The other paramedic is already underneath the gurney. She couldn’t risk having a cop help her load Joe into the back and see him. So now she does her best to stuff Trish under there too. The blankets she had put over the guy she now puts over them both. Now it looks like two bodies stuffed under a gurney hidden by blankets. She needs to do better than that. Only she can’t. It is what it is and she’s too invested in this now to cut her losses and leave.

She climbs into the front and is settling in behind the steering wheel when she realizes somebody is standing next to the ambulance. It’s a security guard, but not the same guy who’d been standing by the back door. He looks rushed. She winds the window down and keeps the gun out of sight, knowing that as bad as this day has been going, making it worse for this guy might just make her feel a little better.

“There’s been a situation,” he says, his voice low and quick, the kind of voice she thinks would be great for selling torture porn, “with the Christchurch Carver. We’re going to need your help.”

Chapter Sixty

“Here’s the paramedic,” somebody says, but I can’t open my eyes to look. I can’t do much except lie on my back and pray things are going to get better. I’m scared as hell that this may be it for me, that whatever damage has been done inside my body is permanent, that I’ll never be able to escape the tightness and the pain.

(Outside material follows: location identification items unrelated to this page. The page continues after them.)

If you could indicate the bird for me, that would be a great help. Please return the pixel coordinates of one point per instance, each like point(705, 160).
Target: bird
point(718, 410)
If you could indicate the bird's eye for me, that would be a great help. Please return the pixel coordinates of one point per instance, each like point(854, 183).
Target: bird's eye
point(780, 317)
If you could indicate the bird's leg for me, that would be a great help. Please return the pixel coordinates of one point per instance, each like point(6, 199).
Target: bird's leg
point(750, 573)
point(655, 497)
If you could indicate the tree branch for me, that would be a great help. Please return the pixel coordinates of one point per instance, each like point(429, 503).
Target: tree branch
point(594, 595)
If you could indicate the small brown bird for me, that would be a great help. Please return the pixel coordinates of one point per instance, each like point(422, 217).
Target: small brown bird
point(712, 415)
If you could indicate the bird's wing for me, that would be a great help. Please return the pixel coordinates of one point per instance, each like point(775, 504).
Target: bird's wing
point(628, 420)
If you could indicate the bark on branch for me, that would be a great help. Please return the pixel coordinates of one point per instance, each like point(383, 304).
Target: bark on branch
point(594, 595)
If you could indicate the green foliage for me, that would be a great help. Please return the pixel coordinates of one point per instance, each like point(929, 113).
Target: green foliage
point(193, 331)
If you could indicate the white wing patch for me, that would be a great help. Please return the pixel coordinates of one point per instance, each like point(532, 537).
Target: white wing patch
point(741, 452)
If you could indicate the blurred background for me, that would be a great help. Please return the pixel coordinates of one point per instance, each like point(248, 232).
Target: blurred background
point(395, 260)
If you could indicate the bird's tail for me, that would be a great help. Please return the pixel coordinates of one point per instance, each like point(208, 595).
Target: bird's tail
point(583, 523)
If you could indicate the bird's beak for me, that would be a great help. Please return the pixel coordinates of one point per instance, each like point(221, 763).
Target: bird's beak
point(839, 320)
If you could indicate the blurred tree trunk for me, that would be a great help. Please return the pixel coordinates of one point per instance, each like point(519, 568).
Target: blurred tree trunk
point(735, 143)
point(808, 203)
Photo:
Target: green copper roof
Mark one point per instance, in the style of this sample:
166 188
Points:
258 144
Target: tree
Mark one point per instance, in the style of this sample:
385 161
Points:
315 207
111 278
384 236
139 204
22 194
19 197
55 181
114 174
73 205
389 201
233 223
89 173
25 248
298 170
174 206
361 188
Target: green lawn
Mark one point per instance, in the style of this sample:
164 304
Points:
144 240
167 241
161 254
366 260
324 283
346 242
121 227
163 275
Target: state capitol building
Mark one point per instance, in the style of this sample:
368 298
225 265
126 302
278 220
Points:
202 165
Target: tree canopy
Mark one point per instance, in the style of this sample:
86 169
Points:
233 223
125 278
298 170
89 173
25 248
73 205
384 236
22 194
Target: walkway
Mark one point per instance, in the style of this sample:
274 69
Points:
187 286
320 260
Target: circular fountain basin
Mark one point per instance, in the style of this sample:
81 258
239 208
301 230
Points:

“I need a toilet,” I tell them. “Right now.”

There’s a bathroom in the first-aid station. They lead me in there and then leave me alone with my exploding stomach, the sounds of it echoing out into many rooms beyond. I should care, I should feel embarrassed, but I don’t. I’m all hunched over as I sit on the bowl, my wrists and ankles still connected by a chain, and I feel like I’m back in the van.

The relief is immediate and, for the first time since being attacked by Caleb Cole, my stomach remains relaxed. The tail end of the storm is passing. I clean up and walk out of the bathroom and nobody here is laughing. They all look concerned. I sit back down on the cot.

Then I see the paramedic. She looks familiar. And rape-worthy.

“What have we got?” the paramedic asks, and now it’s not just the look of her that’s familiar, but her voice too. My remaining testicle shrivels up, and for a moment I can feel grass on my back, I can see stars up above, and I’m back in that night a year ago where my favorite testicle said hello and then good-bye to Melissa’s pliers.

I focus on her. I look at her eyes, only she’s not looking at me. She’s looking at the nurse.

“Looks like food poisoning,” the nurse says, “but nobody else at the prison got it. He’s vomiting and has bad diarrhea.”

“You’ve taken his blood pressure and temperature?” the paramedic asks, then she looks at me. Melissa? No. It can’t be. But those eyes . . . they’re Melissa’s eyes. I’m sure of it.